AT&T has been expanding its data center network and now has 28 worldwide - 14 within the U.S. and 14 overseas.
Ryan Lawler at Contentinople notes that AT&T already offers streaming and caching services, but will be ramping up those services by adding content servers to network locations around the world. One analyst downgraded Akamai (AKAM), the CDN market leader, citing an assumed cost advantage for AT&T (T).

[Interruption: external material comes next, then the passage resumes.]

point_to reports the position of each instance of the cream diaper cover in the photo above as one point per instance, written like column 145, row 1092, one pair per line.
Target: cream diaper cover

The cost advantage comes from AT&T owning its network, since Akamai leases capacity from carriers like, well, AT&T. Akamai, not surprisingly, disputes that owning a backbone network would be a built-in cost advantage. "AT&T and Level 3 claim their cost structure is lower, but I'd love to see the numbers," says David Belson, senior competitive analyst for Akamai. Belson claims Akamai has the upper hand, because its network serves files from within ISP networks, rather than traveling over backbone networks to reach end users.